A woman character who matters

          A woman character who matters

(Ammu in Aiswarya's imagination)


Often on silent midnight hours as I stare out into the nocturnal stillness, the image of that frenzied woman possessed by the reckless rage of the ‘suicide bomber’, walking out frantically with floating hair and flashing eyes carrying some magic secret, smoking cigarettes and taking midnight 
swims passes vividly before my mind’s eye. Fearing that the image might escape from the chambers of my brain, I would sit there entranced, with my eyes tightly shut trying to imprison herself inside me. No wonder we say that fictional characters are not merely non-human word masses 
confined to the covers of the text but they can step out of the pages and trigger tremendous amounts 
of emotional energy in the readers such that it becomes impossible for us to exorcise their presence 
from our psyche. Such was the influence that this character had upon me. Ever since I encountered 
her for the first time some three years ago, I had become a die hard fan of this woman. All these 
years, I had kept my love for her secretly locked in my heart but now it's time to finally vent out my feelings for her.

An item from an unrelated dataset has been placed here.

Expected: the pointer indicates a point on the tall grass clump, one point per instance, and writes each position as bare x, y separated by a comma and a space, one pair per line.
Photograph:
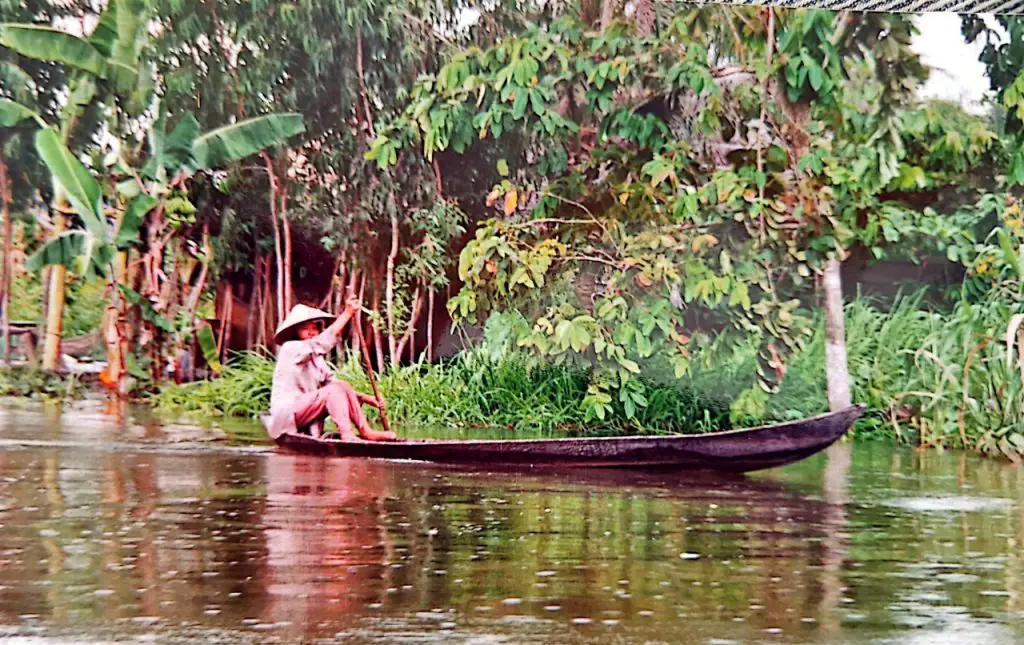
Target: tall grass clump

The woman character who matters the most to me is none other than Ammu in Arundhati Roy’s Booker Prize winning novel The God of Small Things. She is the most powerful feminist I have 
ever encountered in my life. Her appearance and personality have always dazzled and captivated 
me like anything and to even think of her gives me goosebumps all over my arms. I adore Ammu with all my heart, for it requires incredible courage and strength in this world for a woman to live for herself, to shed off all the moralities of motherhood and divorcehood, to encroach upon the 
love laws, the laws that define who should be loved, how and how much and make the impossible 
really happen, thereby igniting sparks of revolution. She is a powerful female character that we 
all must look up to, especially during the current times when we have been witnessing and 
encountering heart-rending incidents of suicides related to dowry and dowry harassment.

                  (Arundhathi Roy)

Ammu was bold enough to leave the man with whom she was legally married without ever thinking 
upon the wrath she would incur upon her from the society and her family in choosing to remain a 
divorcee. Her actions literally shake the moral edifice of the patriarchal society, for she proves that 
a woman doesn't necessarily need the financial assistance of a man to live and raise her children. 
Further, she follows her instinctual desires and undertakes secret romantic rendezvous with Velutha, the God of Small Things- the man whom she loved to death, for whom her heart ached 
and in whose company she could momentarily evade the world of responsibility and soar up high 
like a free, happy soul. Such powerful women like her remind us that in sacrificing our whole life 
and happiness for the sake of others, we often forget to water our passions and nurture our dreams.

Ammu was never a victim and she fought till her last breath. But her predictions were dead right 
in that things can change in a single day- that each tremor of pleasure will be met by an equal 
measure of pain. Everytime I console her not to hold herself accountable for whatever happened 
with Velutha because at least I choose to believe that death came to him as a blessing in disguise 
so that he could escape from this hellish place on earth where Big Gods, or ‘the touchables’, 
continue to rule and walk over the Small Gods and trample them to death. And now that Ammu 
too has left the earth would mean that she can once again reunite with the man of her dreams and 
live happily. I am pretty sure that she won't let the Big Gods, especially the men in khaki uniforms 
who had beaten Velutha to a pulp and who had humiliated and ill treated her at the police station 
to live in peace. I want to hear them scream from the guilt of all things that they have put her 
through.

Aiswarya Suresh,
MA English,
Kannur University


Aishwarya Suresh won the first prize in the national level competition 'A Woman Character who Matters' organised by Women Development Cell, PSMO College, Tirurangadi.